Não é impossível descartar a hipótese de que a mudança não tenha origem genética, e seja resultado de alguma mudança na gestação. “Esse aumento na persistência pode ter resultado de mutações nos genes envolvidos no desenvolvimento da artéria mediana, mas também de problemas de saúde das mães durante a gravidez, ou, talvez, de ambos”, especulou em comunicado Teghan Lucas, autora principal do estudo e professora de anatomia na Universidade de Adelaide.

Seja lá qual for o fenômeno responsável pela mudança – novas pesquisas são necessárias para termos essa resposta –, tudo indica que ela veio para ficar. Os autores especulam que, em 80 anos, a persistência da artéria mediana deixe de ser algo raro e se torne um padrão.

Dessa forma, a persistência da artéria mediana agora integra uma lista das microevoluções que observamos na espécie humana na história recente.

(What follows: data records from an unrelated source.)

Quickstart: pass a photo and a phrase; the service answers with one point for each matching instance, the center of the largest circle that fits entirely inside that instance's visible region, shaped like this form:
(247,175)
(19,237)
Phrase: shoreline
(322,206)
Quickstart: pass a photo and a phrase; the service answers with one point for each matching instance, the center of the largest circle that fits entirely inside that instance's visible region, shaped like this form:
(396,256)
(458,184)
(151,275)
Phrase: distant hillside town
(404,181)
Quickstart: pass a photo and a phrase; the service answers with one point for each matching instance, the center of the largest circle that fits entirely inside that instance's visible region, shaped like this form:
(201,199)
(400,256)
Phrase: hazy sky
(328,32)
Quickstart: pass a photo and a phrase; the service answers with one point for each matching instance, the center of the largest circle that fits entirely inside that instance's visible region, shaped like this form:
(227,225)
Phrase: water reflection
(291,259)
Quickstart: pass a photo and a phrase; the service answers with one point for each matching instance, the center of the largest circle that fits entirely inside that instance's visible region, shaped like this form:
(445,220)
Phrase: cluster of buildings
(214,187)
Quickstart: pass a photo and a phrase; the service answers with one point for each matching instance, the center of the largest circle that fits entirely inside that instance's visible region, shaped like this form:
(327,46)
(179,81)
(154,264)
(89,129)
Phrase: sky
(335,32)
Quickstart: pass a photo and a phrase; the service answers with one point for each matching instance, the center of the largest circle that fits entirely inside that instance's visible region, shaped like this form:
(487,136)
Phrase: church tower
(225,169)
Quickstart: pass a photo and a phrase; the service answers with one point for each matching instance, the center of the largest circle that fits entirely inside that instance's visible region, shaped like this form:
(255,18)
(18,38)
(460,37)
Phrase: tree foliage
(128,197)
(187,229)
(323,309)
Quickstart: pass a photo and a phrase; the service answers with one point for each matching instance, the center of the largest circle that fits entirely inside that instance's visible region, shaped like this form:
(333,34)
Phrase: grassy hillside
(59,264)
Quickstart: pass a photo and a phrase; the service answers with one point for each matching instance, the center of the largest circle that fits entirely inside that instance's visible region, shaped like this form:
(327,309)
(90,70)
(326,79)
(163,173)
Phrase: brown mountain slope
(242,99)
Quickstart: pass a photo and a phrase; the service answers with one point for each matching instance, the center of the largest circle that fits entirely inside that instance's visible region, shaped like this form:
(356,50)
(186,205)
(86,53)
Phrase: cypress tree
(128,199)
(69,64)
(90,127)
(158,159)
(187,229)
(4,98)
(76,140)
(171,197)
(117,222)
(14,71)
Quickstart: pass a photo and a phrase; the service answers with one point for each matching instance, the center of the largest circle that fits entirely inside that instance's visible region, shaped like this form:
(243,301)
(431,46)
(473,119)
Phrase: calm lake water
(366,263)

Outra delas é o ressurgimento do pequeno osso conhecido como fabela, que fica na parte de trás do joelho e não tem uma função anatômica clara. Em 1918, apenas 11% dos humanos apresentavam a fabula, o que fez os cientistas especularem que as pressões evolutivas fariam o osso sumir da nossa espécie. Em 2018, porém, 38% dos humanos apresentavam a característica – três vezes o número do século passado.